Introduction
This document describes the steps that must be completed in order to capture information when a Quantum Policy Suite (QPS) system failure or crash occurs. If the hardware, software, and virtual machine requirements are met, it is unlikely that the QPS will crash.
Prerequisites
Requirements
There are no specific requirements for this document.
Components Used
The information in this document is based on these software and hardware versions:
- QPS Release 5.5 and later.
Note: Certain logs will not appear in QPS releases older than QPS Release 5.5.
The information in this document was created from the devices in a specific lab environment. All of the devices used in this document started with a cleared (default) configuration. If your network is live, make sure that you understand the potential impact of any command.
Capture Information
If a QPS system failure happens, collect this information:
Diagnostics and Debug Logs
- Log in to the Policy and Charging Rules Function (PCRF) client virtual machine (for example, pcrfclient01) and collect diagnostic information (for example, /opt/broadhop/installer/diag/diagnostics.sh).
- Log in to the PCRF client virtual machine and collect debug information. Debug information includes consolidated QNS log, svn repo, and QNS configuration details. Make sure that the consolidated logs cover the time of the system failure and that the debug level is set in the logback.xml file.
- Collect this output from your QPS (for example, Run /opt/broadhop/installer/diag/zip_debug_info.sh and the output is stored in /var/tmp/debug_info<date>.zip).
QPS License Information
- Log in to the PCRF client virtual machine and collect QPS license information. A QPS is usually licensed for a specific feature and there is a maximum number of concurrent sessions it supports. The QPS also has an expiration date for this feature.
- Navigate to this directory: /etc/broadhop/license and capture the output of the license (.lic) file. (for example,cat /etc/broadhop/license/QUANTUM201311210402429360.lic).
System Statistics
- Capture the system statistics (Example: CPU, memory, disk utilization).
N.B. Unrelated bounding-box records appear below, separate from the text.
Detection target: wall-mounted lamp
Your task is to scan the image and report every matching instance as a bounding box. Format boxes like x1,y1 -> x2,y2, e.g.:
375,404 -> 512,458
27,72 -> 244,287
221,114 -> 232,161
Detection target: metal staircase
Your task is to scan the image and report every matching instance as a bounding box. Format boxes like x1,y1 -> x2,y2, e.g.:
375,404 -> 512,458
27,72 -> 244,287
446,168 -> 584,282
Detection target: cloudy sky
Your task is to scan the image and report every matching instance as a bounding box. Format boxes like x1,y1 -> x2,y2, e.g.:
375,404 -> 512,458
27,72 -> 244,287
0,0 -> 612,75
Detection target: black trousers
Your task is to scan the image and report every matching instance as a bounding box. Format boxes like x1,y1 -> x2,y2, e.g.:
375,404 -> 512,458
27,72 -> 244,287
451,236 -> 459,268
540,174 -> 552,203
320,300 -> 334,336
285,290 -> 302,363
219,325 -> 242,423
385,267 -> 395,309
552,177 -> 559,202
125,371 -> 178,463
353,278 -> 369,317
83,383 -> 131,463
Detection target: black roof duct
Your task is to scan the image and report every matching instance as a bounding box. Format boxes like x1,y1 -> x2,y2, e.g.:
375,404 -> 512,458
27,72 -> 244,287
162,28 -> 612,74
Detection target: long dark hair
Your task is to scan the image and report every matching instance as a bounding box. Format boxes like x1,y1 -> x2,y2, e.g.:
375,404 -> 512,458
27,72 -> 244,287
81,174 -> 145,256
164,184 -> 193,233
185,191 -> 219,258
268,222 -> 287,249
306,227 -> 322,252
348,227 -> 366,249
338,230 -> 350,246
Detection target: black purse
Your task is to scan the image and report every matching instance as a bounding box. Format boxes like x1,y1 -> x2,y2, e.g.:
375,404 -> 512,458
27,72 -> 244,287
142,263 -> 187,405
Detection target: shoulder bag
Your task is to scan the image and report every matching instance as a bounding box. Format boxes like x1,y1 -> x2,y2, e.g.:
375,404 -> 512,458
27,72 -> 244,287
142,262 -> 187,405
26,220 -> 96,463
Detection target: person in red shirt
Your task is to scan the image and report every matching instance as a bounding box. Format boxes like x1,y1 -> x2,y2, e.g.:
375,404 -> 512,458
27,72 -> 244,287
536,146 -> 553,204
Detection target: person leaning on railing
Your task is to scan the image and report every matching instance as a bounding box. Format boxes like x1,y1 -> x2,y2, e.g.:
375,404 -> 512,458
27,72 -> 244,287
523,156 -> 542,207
- Log in to the PCRF client virtual machine and collect the output. Example: /opt/broadhop/control/top_qps.sh
- Log in to virtual machine that corresponds (for example, pcrfclient0x, lb0x, qns0x) and capture these system statistics:
cat /proc/meminfo > Allocated memory information
free –s 60 > Memory statistics for every single minute
vmstat 1 > CPU status for every single minute
ps –aux | head -10 > Top 10 process details which consumes most of CPU utilization
swapon –s > swap usage summary per device
. du -a | sort -n -r | head -n 10 > Top 10 files / directories consuming more space
- Login to sessionmgr virtual machine and collect the outputs mongostat and mongotop, which will help in order to troubleshoot whether the issue is related to the database or not.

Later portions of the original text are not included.